In the News
November 1, 2012 –
Bringing Sin City to Queen’s
This Saturday night’s Las Vegas-themed Science Formal at Queen’s University will showcase everything for which Sin City is famous.
There will be glitz and glamour and spectacular scenery.
The only thing missing is the gambling.
“We are not having any,” said Matthew Van Dyck, a fourth-year civil engineering student at Queen’s and the construction chairman for the event. “We had looked into it briefly and decided it was just too much of a hassle.”
The rules and regulations for holding any kind of gaming during the night were a major obstacle.
“We were concerned that we weren’t going to be able to do it legitimately and we didn’t want to get in any trouble,” Van Dyck said.
So they decided to make Grant Hall a gambling-free zone that night to offset the possibility of getting raided.

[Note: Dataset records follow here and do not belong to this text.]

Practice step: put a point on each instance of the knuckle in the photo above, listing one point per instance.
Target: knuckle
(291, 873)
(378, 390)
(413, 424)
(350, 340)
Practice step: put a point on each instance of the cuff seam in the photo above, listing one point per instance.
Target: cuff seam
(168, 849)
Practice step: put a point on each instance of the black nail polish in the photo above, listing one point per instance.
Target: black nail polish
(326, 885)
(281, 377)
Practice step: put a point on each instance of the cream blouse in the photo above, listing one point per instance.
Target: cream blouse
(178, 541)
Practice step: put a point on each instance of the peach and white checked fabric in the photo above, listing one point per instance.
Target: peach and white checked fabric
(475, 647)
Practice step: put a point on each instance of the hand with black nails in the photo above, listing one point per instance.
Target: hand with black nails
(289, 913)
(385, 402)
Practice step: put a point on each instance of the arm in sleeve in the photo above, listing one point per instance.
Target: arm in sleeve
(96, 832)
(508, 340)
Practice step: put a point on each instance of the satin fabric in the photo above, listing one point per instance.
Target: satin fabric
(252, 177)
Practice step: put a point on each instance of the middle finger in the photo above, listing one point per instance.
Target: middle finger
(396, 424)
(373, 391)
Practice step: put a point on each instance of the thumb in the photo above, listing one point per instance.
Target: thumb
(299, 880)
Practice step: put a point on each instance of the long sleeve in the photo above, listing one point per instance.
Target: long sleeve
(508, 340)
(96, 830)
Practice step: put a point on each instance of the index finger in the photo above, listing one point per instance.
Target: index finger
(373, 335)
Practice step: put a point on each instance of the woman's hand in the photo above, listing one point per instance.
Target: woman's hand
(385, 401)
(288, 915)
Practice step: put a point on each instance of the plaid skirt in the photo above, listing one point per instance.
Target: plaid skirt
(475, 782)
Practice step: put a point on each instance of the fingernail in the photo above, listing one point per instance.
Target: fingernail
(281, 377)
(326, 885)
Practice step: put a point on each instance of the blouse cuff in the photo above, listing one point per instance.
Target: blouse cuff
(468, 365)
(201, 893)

“That would not make for a good formal,” he said.
Even without the gambling, the annual formal should still showcase the same creativity that has made it one of the 10 best black-tie events in North America.
Work started at the beginning of the last school year when he hired construction managers from the graduating class, said Van Dyck.
“We started up late September of last year with our hiring and then we started planning the event.”
The theme is voted on by the graduating class. Ideas were submitted and an online vote picked the winner.
Members of the public can tour the finished results during an open house Saturday, Nov. 3 from 11 a.m. to 3:15 p.m. Entry is through a donation to the United Way. Last year $2,000 was raised.
The foyer to Grant Hall will be decorated as if the visitor is coming into the city from the desert, explained Van Dyck. Then each room in Kingston Hall, as well as the main room in Grant Hall, will resemble the inside of a hotel room or other main attraction in the city.
Grant Hall is being turned into the Treasure Island hotel, complete with a pirate ship.
Van Dyck said they wanted to come up with something that was both interesting to look at as well as interesting to build.
Every one of the 600 graduating students coming to the event must put in 40 hours of work on the formal, 10 of them in the final construction week.
“It’s quite a lot of time put in into the construction and the art,” he said.
The students work from 9 a.m. until 11 p.m. in a construction blitz the final week.
Van Dyck has a background in construction management through internships so chairing the formal “is right up my alley,” he said.
“It’s really fun. I love doing it.”
He said each year’s graduating class may try to outdo the last but “I don’t think it’s of the utmost importance that you’re better.”
“It’s just that it’s different from last year. It’s not the same idea. You want something new and something exciting every year.”